Star Trek: Pagans in Space

Star Trek: Pagans in Space September 8, 2016

School photo c. 1977(?)
School photo c. 1977(?)

I grew up on Star Trek reruns, syndicated on the local UHF channels in the evenings. Heck, my parents have a big painting of Kirk and Spock on their wall. (A reproduction of the cover of the first issue of Starlog.) My high school physics teacher nicknamed me “Spock”, and as kids my brother and I had Starfleet uniform shirts, mine science blue, his command yellow.

The Pagan movement as we know it blossomed in the 1960s, and science fiction played a significant role. Heck, the Church of All Worlds took its name and some of its structure from a Robert Heinlein novel. As Margot Adler wrote in Drawing Down The Moon,

[S]cience fiction and fantasy probably come closer than any other literature to systematically exploring the central concerns of Neo-Pagans and Witches. Such writers of science fiction and fantasy are bound less than any others by the political, sexual, and racial mores of their society….Science fiction has been the literature of the visionary; it has been able to challenge preconceived notions about almost everything, while at the same time attending to fundamental questions of the age. No wonder, then, that not only do so many Pagans and Witches read science fiction, but some of them write it. In my travels I came across four well-known science fiction and fantasy writers who were members of Neo-Pagan groups. Of the four, only one — Robert Anton Wilson — was public. The remaining three did not wish to have their identities disclosed. [p 285, 1986 edition]

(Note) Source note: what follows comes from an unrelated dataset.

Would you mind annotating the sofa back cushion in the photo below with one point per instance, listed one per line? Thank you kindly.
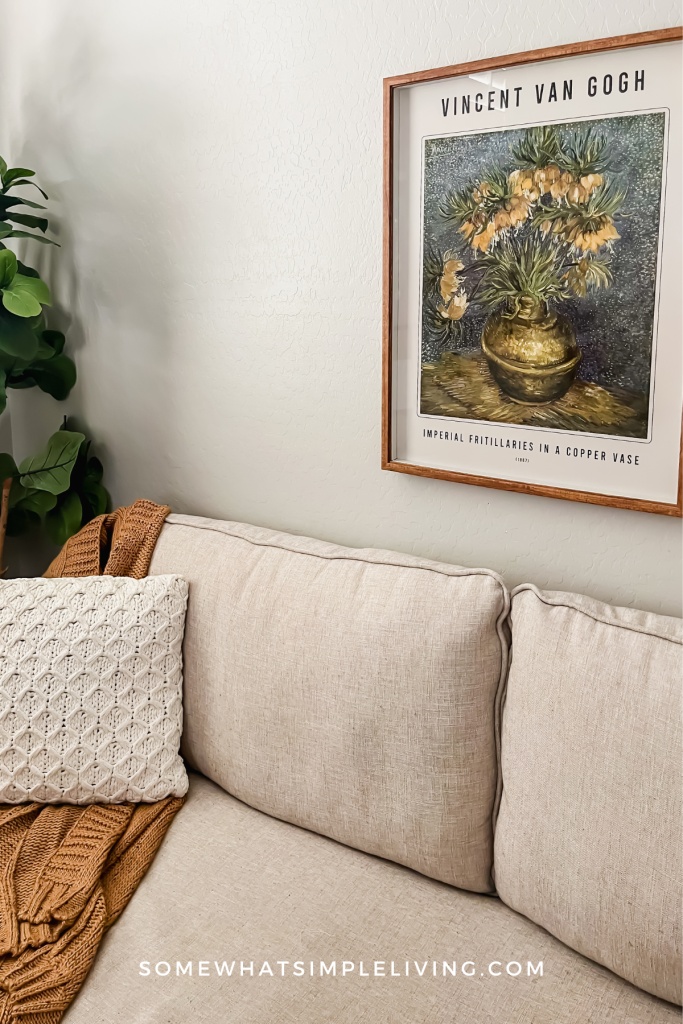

Star Trek was part of the zeitgeist — probably the most accessible science fiction — and had an interesting influence on Paganism’s development. Indeed, according to the wik Gene Roddenberry once referred to himself as a “complete pagan” — though in context is seems he was denying any religiosity rather than claiming Neo-Paganism. Still, he did marry Majel Barrett in a Shinto ceremony, demonstrating some affinity for an ancient Pagan religion. It strikes me that he may have been interested in “humanistic Paganism” or “atheo-Paganism” if these ideas had been brought to his attention, though I’m just speculating.

Starlog #1 cover. Image via Internet Archive. Fair use.
Starlog #1 cover. Image via Internet Archive. Fair use.

Still, Trek did give viewers the elfin-eared Vulcan Mr. Spock, who projected a logical detachment from destructive emotions while also jamming out with space hippies and engaging in mystical, hypnotic, telepathic “mind melds” that questioned the nature of the self. He was a sort of Space Age Merlin to Kirk’s King Arthur. Without him, would Paganism be so heavy with engineers, programmers, and scientists?

Star Trek’s attitude toward religion was not one where gods fared well. In the (second) pilot episode “Where No Man Has Gone Before,” after an encounter with a mysterious energy field a crew member starts to develop god-like powers, and Captain Kirk has to kill him. In a later episode, “Who Mourns for Adonais?”, Kirk and the crew actually knock off Apollo, who turns out to be an alien being who visited Earth thousands of years ago. Several cultures have computers that the locals think of as being gods – Kirk short-circuits them or blows them up.

Even though military hierarchy is strictly maintained on the ship, Star Trek radically overthrew the cosmic hierarchy of the Judeo-Christian tradition, and gave us something more in the Greco-Roman style: men (and women and Vulcans) who can strive with gods.

So: happy 50th Anniversary. Keep on Trekkin’.